Jessica Damsky is a magical realist painter, curator, and professor based in Portland, Oregon. She is steeped in the materiality of her practice as well as the history and conceptualism of the western art canon. Her art combines pre-modern aesthetics with post-modern intellectualism. She melds personal symbolism and self-portraiture with the tropes of Catholic visual culture, fairy tales, mythology, and nature to pierce the bubble of myopic conservatism and critique contemporary implicit anti-feminist bias in America.
Damsky is the kind of artist who bristles with excitement to use ultramarine blue made with true Lapis Lazuli. This deep blue metamorphic rock is found only in Afghanistan, is more valuable than gold, and was treasured by the Quattrocento (15th Century) European painters. She is invested and researched in the history of the material of her craft. The Quattrocento, which has captured the imagination of many for so long, is one period from which Damsky’s personal style has grown. Her 15th Century brethren include Carlo Crivelli, Dieric Bouts, and Andrea Mantegna.
Jessica Damsky’s influences span far and wide in time and range, from the Middle Ages to Greek philosophy to zoology. She is a keen observer of the natural world and grew up surrounded by the wonders of Hawaii.

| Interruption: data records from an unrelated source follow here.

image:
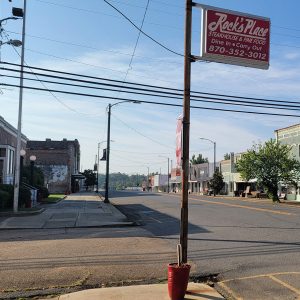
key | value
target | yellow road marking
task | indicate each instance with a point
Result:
(243, 206)
(229, 291)
(285, 284)
(261, 275)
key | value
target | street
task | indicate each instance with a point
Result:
(250, 245)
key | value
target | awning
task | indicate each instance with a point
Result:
(253, 180)
(78, 176)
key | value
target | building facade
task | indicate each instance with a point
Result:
(8, 145)
(60, 163)
(290, 136)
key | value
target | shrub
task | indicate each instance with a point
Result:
(8, 202)
(8, 188)
(4, 200)
(24, 196)
(43, 191)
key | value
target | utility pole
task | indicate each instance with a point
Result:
(19, 135)
(106, 200)
(168, 175)
(186, 130)
(98, 169)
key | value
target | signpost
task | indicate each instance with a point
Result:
(227, 37)
(234, 38)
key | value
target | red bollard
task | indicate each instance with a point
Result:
(178, 278)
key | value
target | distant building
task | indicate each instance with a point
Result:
(290, 136)
(60, 162)
(8, 145)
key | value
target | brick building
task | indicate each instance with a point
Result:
(8, 145)
(60, 162)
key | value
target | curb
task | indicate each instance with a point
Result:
(21, 213)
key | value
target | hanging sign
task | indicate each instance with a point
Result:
(179, 141)
(235, 38)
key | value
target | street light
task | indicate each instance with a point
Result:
(99, 144)
(106, 200)
(22, 154)
(32, 160)
(168, 171)
(214, 143)
(19, 13)
(15, 43)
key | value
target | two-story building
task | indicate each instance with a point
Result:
(8, 145)
(60, 163)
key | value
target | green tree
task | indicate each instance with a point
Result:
(38, 175)
(217, 182)
(270, 164)
(90, 178)
(198, 160)
(226, 156)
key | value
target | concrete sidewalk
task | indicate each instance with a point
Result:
(76, 210)
(195, 291)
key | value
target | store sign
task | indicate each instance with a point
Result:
(235, 38)
(179, 141)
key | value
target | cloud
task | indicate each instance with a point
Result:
(148, 128)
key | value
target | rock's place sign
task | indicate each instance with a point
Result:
(235, 38)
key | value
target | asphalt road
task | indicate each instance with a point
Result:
(251, 245)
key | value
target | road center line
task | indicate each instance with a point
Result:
(244, 206)
(285, 284)
(241, 206)
(229, 291)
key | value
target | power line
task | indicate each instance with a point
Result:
(94, 48)
(136, 43)
(144, 33)
(144, 87)
(151, 102)
(211, 100)
(141, 134)
(42, 83)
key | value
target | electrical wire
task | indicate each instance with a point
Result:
(151, 102)
(141, 134)
(56, 98)
(144, 33)
(159, 89)
(212, 100)
(94, 48)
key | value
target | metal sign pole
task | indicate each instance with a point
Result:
(186, 130)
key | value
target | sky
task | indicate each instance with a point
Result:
(89, 37)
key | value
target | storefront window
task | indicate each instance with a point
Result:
(2, 152)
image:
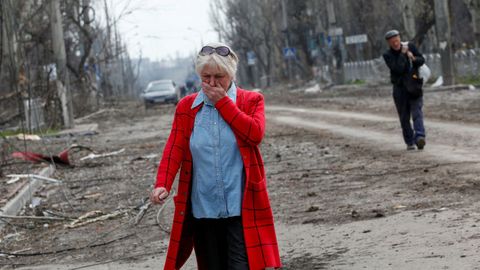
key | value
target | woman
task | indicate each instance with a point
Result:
(222, 208)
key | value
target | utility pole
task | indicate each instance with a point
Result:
(444, 37)
(287, 43)
(337, 47)
(61, 61)
(474, 7)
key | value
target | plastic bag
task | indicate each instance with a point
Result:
(424, 72)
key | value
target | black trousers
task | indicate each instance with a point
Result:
(409, 108)
(220, 244)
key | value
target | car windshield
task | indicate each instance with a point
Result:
(160, 87)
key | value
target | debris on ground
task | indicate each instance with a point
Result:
(60, 159)
(94, 156)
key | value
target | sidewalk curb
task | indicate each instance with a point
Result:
(24, 195)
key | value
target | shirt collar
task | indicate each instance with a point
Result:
(202, 98)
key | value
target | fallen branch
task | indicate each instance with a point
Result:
(35, 176)
(31, 217)
(93, 156)
(83, 220)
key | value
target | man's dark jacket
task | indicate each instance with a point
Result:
(400, 65)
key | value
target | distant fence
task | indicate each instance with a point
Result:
(467, 63)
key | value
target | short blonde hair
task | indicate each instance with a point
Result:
(227, 63)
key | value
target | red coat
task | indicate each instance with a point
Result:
(247, 120)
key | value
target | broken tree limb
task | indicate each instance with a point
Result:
(35, 176)
(59, 159)
(93, 156)
(84, 220)
(31, 217)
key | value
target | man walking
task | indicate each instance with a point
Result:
(401, 58)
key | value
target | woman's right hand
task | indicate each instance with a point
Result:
(159, 195)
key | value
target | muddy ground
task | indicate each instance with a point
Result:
(345, 193)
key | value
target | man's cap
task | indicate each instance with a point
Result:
(391, 33)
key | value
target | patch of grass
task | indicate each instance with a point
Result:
(475, 80)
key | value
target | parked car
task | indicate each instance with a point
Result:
(160, 92)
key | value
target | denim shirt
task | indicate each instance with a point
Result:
(218, 173)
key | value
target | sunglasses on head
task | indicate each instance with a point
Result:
(222, 50)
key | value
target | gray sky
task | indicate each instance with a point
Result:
(162, 28)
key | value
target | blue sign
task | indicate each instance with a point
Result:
(289, 53)
(251, 58)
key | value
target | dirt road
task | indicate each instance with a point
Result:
(345, 193)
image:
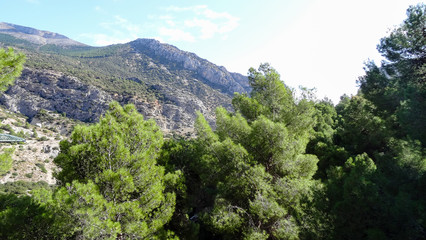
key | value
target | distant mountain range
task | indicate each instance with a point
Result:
(78, 80)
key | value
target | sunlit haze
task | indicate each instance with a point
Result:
(312, 43)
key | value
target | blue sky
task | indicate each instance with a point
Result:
(320, 44)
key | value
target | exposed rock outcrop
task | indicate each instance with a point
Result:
(55, 91)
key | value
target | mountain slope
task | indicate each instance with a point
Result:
(37, 36)
(164, 83)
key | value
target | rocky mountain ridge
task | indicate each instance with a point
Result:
(165, 83)
(37, 36)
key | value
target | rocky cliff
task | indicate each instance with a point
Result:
(165, 83)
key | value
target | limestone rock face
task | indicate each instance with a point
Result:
(212, 74)
(55, 91)
(79, 81)
(37, 36)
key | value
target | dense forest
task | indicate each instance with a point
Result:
(279, 166)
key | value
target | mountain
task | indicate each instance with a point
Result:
(164, 82)
(37, 36)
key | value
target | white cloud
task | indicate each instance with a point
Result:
(176, 34)
(199, 20)
(33, 1)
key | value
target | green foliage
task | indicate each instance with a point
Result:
(253, 167)
(398, 86)
(112, 165)
(23, 218)
(11, 65)
(21, 187)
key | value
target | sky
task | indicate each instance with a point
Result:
(321, 44)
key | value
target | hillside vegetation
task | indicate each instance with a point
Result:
(276, 166)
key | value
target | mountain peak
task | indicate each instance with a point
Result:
(37, 36)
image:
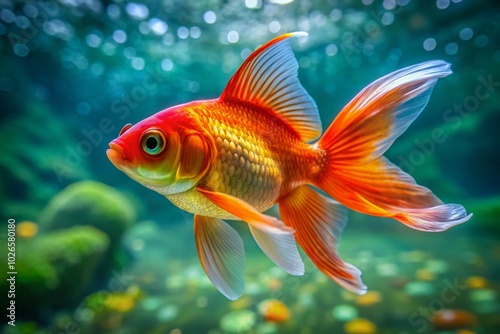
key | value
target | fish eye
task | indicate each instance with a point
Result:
(153, 142)
(125, 128)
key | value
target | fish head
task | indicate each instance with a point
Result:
(165, 152)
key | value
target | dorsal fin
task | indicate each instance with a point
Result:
(268, 79)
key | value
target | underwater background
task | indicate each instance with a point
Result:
(98, 253)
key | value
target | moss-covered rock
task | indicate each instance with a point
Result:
(486, 214)
(55, 268)
(90, 203)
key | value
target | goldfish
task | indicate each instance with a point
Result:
(259, 144)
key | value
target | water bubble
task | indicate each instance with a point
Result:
(137, 11)
(21, 50)
(274, 26)
(209, 17)
(233, 36)
(253, 4)
(129, 52)
(335, 15)
(83, 108)
(167, 65)
(113, 11)
(93, 40)
(389, 4)
(442, 4)
(41, 92)
(195, 32)
(183, 32)
(7, 16)
(138, 63)
(158, 26)
(97, 69)
(451, 48)
(331, 50)
(387, 18)
(30, 10)
(481, 41)
(22, 22)
(144, 28)
(7, 84)
(81, 62)
(465, 34)
(168, 39)
(429, 44)
(108, 48)
(119, 36)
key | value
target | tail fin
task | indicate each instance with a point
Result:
(355, 172)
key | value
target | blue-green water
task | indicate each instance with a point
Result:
(73, 72)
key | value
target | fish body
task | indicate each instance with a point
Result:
(257, 145)
(256, 157)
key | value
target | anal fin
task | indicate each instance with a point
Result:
(318, 222)
(273, 237)
(221, 254)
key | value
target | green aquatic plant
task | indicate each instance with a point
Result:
(56, 268)
(90, 203)
(487, 214)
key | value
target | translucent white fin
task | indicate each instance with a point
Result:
(221, 254)
(273, 237)
(318, 222)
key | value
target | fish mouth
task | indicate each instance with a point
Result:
(116, 155)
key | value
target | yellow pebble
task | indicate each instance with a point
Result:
(477, 282)
(370, 298)
(26, 229)
(120, 302)
(360, 326)
(242, 303)
(465, 331)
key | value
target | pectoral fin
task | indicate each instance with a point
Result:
(221, 254)
(273, 237)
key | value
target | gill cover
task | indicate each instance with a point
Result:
(194, 157)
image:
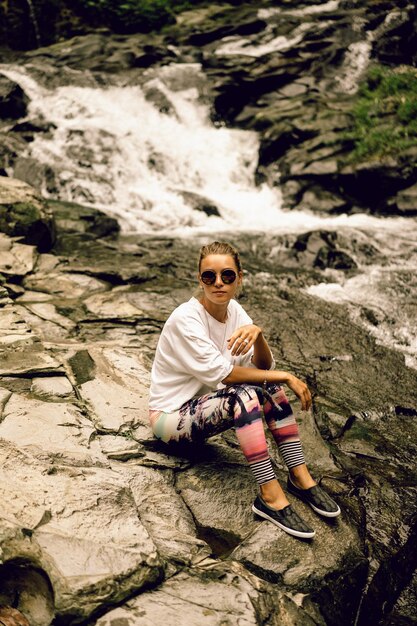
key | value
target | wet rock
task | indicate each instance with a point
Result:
(85, 541)
(319, 249)
(16, 259)
(397, 42)
(71, 217)
(13, 100)
(54, 388)
(166, 517)
(36, 174)
(405, 201)
(29, 588)
(23, 213)
(117, 392)
(29, 360)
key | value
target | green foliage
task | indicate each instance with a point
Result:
(130, 16)
(385, 114)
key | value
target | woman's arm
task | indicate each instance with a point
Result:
(257, 376)
(244, 338)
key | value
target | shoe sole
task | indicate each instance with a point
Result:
(323, 513)
(296, 533)
(317, 510)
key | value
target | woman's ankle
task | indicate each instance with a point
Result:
(301, 477)
(273, 495)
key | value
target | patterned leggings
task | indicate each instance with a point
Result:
(241, 407)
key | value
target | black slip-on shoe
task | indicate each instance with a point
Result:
(317, 498)
(287, 519)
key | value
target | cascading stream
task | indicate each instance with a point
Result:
(150, 156)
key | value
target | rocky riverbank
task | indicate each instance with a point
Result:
(290, 73)
(102, 524)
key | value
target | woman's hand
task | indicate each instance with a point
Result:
(243, 339)
(301, 390)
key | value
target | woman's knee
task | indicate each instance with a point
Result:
(250, 396)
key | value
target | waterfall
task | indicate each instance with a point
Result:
(150, 156)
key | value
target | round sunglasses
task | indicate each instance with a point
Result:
(209, 277)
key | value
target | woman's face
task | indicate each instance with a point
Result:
(219, 292)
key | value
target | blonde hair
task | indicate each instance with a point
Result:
(220, 247)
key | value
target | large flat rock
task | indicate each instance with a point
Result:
(84, 527)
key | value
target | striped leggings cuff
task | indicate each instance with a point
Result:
(292, 453)
(263, 471)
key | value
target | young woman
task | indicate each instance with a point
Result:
(213, 370)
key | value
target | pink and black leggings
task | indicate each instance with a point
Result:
(242, 407)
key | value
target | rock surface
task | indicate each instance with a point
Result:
(290, 72)
(100, 523)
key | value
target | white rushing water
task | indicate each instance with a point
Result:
(114, 149)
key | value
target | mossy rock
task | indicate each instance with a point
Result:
(23, 213)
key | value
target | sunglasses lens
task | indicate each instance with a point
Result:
(208, 277)
(228, 277)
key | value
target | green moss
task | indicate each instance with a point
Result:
(134, 15)
(385, 114)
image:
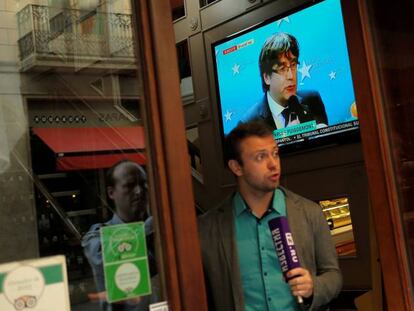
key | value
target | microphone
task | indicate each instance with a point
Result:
(285, 247)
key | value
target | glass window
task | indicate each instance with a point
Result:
(72, 148)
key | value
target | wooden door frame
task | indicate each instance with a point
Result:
(378, 157)
(169, 165)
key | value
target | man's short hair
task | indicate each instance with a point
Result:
(110, 179)
(278, 44)
(241, 132)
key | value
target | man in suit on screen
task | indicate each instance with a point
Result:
(282, 105)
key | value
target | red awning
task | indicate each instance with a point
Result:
(75, 145)
(92, 139)
(96, 161)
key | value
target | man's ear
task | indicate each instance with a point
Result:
(110, 191)
(235, 167)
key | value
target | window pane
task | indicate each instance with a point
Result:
(70, 105)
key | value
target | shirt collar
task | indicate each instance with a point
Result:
(274, 106)
(240, 205)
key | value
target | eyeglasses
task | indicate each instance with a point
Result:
(284, 68)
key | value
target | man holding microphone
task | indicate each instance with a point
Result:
(241, 266)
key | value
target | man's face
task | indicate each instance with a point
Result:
(260, 168)
(128, 192)
(282, 81)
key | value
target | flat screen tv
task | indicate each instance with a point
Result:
(311, 77)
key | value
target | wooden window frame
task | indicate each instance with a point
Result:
(169, 165)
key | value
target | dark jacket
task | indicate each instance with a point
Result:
(308, 106)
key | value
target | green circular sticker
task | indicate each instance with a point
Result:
(124, 243)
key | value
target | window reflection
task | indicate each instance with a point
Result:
(338, 216)
(68, 112)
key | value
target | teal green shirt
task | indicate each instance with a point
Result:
(264, 287)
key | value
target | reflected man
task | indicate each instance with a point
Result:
(127, 186)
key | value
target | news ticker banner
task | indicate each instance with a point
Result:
(36, 285)
(310, 129)
(125, 261)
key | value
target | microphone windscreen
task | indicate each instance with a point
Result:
(284, 245)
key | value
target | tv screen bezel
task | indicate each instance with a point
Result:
(350, 136)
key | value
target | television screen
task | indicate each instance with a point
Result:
(293, 72)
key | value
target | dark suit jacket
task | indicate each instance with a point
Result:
(308, 107)
(313, 244)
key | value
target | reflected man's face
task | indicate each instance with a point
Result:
(129, 192)
(282, 81)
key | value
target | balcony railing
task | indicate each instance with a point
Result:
(65, 37)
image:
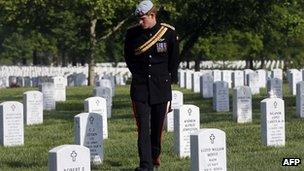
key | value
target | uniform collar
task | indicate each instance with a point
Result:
(154, 29)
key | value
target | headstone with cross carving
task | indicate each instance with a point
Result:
(105, 92)
(60, 84)
(11, 121)
(88, 132)
(206, 86)
(208, 150)
(275, 87)
(98, 105)
(186, 122)
(242, 104)
(273, 122)
(237, 78)
(300, 99)
(48, 91)
(33, 107)
(220, 96)
(69, 157)
(177, 101)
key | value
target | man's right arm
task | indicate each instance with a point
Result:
(128, 51)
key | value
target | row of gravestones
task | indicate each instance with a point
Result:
(28, 77)
(203, 81)
(90, 128)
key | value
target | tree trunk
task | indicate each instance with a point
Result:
(92, 51)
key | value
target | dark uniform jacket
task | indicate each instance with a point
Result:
(153, 70)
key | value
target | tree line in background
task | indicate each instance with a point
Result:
(65, 32)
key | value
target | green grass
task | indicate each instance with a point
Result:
(244, 148)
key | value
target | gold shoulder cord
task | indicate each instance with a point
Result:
(151, 41)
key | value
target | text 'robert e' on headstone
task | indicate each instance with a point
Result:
(273, 122)
(88, 132)
(208, 150)
(69, 158)
(11, 121)
(186, 122)
(33, 107)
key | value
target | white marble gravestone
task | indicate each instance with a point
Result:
(88, 132)
(177, 101)
(242, 104)
(275, 87)
(208, 150)
(98, 105)
(11, 121)
(60, 84)
(300, 99)
(33, 107)
(237, 78)
(186, 122)
(277, 73)
(196, 82)
(69, 158)
(105, 92)
(48, 91)
(207, 86)
(273, 122)
(262, 77)
(220, 96)
(253, 82)
(181, 78)
(295, 77)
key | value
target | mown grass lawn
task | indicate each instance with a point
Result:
(244, 148)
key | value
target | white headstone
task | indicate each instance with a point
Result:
(242, 104)
(33, 107)
(88, 132)
(295, 77)
(68, 158)
(208, 150)
(220, 96)
(105, 92)
(237, 78)
(48, 91)
(186, 122)
(98, 105)
(273, 122)
(177, 101)
(11, 121)
(275, 87)
(196, 82)
(207, 86)
(300, 99)
(60, 88)
(253, 82)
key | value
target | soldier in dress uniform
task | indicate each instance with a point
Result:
(151, 53)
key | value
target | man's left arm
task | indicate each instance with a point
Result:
(173, 56)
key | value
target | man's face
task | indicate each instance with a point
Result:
(147, 21)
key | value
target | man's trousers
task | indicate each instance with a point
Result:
(149, 121)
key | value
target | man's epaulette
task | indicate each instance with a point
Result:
(167, 25)
(131, 27)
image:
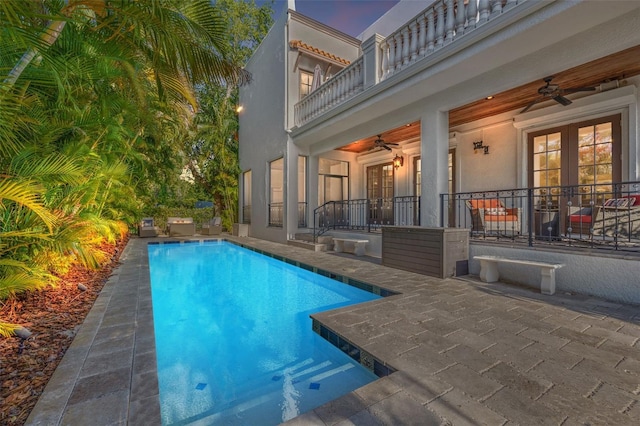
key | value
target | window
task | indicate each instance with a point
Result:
(333, 181)
(306, 79)
(585, 155)
(246, 197)
(276, 195)
(302, 191)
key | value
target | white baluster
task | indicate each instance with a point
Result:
(352, 80)
(450, 21)
(431, 31)
(472, 12)
(439, 25)
(422, 41)
(414, 40)
(483, 6)
(398, 38)
(384, 47)
(460, 17)
(392, 54)
(405, 45)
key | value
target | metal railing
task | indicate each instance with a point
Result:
(276, 214)
(603, 216)
(246, 214)
(368, 215)
(302, 215)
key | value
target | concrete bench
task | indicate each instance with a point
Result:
(489, 271)
(358, 245)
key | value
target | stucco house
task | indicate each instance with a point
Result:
(515, 119)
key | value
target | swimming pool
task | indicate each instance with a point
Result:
(234, 341)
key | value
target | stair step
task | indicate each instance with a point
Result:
(308, 245)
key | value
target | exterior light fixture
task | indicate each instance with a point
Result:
(397, 162)
(478, 145)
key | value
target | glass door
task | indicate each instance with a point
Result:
(380, 182)
(586, 157)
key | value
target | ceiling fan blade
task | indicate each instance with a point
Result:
(562, 100)
(531, 104)
(578, 89)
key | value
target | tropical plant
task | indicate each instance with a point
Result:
(95, 100)
(212, 148)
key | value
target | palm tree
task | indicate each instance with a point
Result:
(87, 82)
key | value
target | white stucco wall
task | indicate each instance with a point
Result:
(613, 278)
(261, 134)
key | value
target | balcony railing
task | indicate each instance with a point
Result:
(605, 216)
(367, 215)
(441, 24)
(344, 85)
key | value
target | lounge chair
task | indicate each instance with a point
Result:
(181, 226)
(213, 227)
(491, 216)
(147, 228)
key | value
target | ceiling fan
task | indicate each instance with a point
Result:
(380, 143)
(553, 91)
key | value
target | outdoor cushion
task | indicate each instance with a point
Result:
(501, 218)
(487, 203)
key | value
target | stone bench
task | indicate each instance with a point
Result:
(358, 245)
(489, 271)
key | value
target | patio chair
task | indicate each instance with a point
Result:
(147, 228)
(489, 216)
(618, 217)
(213, 227)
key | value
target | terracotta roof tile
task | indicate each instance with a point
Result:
(300, 45)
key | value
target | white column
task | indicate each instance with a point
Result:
(434, 150)
(290, 181)
(312, 195)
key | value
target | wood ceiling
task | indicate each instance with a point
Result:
(617, 66)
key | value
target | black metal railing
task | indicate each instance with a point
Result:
(366, 215)
(276, 214)
(302, 215)
(594, 216)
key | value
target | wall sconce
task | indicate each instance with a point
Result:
(397, 162)
(478, 145)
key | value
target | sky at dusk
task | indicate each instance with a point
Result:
(349, 16)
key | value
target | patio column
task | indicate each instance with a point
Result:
(312, 195)
(434, 148)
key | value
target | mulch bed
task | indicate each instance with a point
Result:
(54, 316)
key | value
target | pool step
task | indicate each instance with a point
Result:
(305, 240)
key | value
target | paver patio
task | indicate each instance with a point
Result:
(465, 352)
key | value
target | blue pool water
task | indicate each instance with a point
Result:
(234, 341)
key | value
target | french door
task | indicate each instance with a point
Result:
(584, 155)
(380, 182)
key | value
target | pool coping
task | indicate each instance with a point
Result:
(109, 374)
(451, 340)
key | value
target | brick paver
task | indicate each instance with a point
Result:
(465, 352)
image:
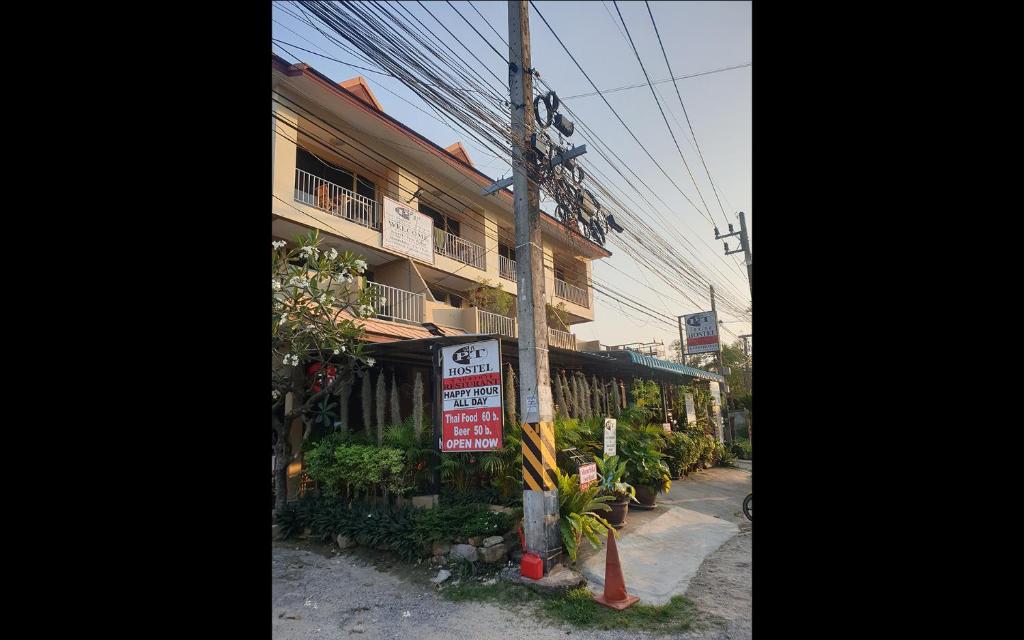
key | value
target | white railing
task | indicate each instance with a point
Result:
(561, 339)
(391, 303)
(336, 200)
(571, 293)
(458, 249)
(506, 268)
(495, 324)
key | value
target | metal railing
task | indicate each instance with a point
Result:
(336, 200)
(392, 303)
(561, 339)
(506, 268)
(458, 249)
(495, 324)
(571, 293)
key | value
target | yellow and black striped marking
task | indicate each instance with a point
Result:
(539, 456)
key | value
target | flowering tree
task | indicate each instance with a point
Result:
(310, 335)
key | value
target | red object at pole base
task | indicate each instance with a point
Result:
(530, 565)
(614, 595)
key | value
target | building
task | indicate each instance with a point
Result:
(341, 165)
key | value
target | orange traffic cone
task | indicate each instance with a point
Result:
(614, 585)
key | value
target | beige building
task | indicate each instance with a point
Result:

Her work references early naturalists like Pliny the Elder as well as medieval bestiaries. The historical dichotomy of the expressiveness of art-making embedded in institutionalized control is a truth Damsky knows from studying history. It is a truth her art aims to reveal. After the fall of the Roman Empire, the Catholic Church dictated the output of working artists (who were more comparable to craftsmen and builders than to our modern romantic notion of the impassioned visionary). Like the church that controlled artists for over 1,000 years, contemporary patriarchal American values rampant with sexism and puritanical bias permeate the country’s popular imagination. Because we are saturated within these values and images, they can become invisible, like the air we breathe or the water a fish swims in. Damsky’s aim is to reveal these power structures that are desperate to remain unconscious.
In her Unreliable Bestiaries series, Damsky depicts herself as a nude armless harpy, symmetrically composed like an icon. In Greek myth, the harpy is a guardian of the underworld and a tormentor of blind seers for the gods. It is a monstrous woman wind spirit who carries male explorers away like storm swells. This painting points to an insipid cultural truth. Women bear the fear of and dehumanization of one gender in a patriarchal society that defacing of the human spirit.
Throughout the Middle Ages it was considered idolatry to create realistic imagery. This is why stretched, flat and cartoonish symbols of holy figures adorn the walls of Byzantine chapels. It was not until the revolution of the painter Giotto, who reincorporated naturalism into depictions of sacred Christian paintings, that the reins of church control began to loosen their vice-like grip over art. The revelations of Giotto broke open the imaginations of artists who bore witness. This set the cornerstone for the rebirth of Greek and Roman ideals. In the transition from purposeful symbolism directed by the church to the idealistic classical naturalism glorified by the Italian Renaissance, figures occupied a mythic realm between dream symbols and nature. Damsky’s paintings recapture this spirit. Her anatomy is true but not concerned with medical precision, her colours reflect and carefully consider reality but also express the ecstatic divine.
Her still-life Carnal Garden, built-in beautiful indirect glazes over a traditionalist’s imprimatura, is an impossible menagerie mirror to Eve and Adam’s pre-apple paradise. Look a little closer and it is revealed all of these plants are meat-eaters. Jessica Damsky incorporates a wry and cynical wit like a seasoned satirist. She uses anger and humour and naturalism in the context of structural oppression. She offers the tool of revelation for a viewer willing to look closely.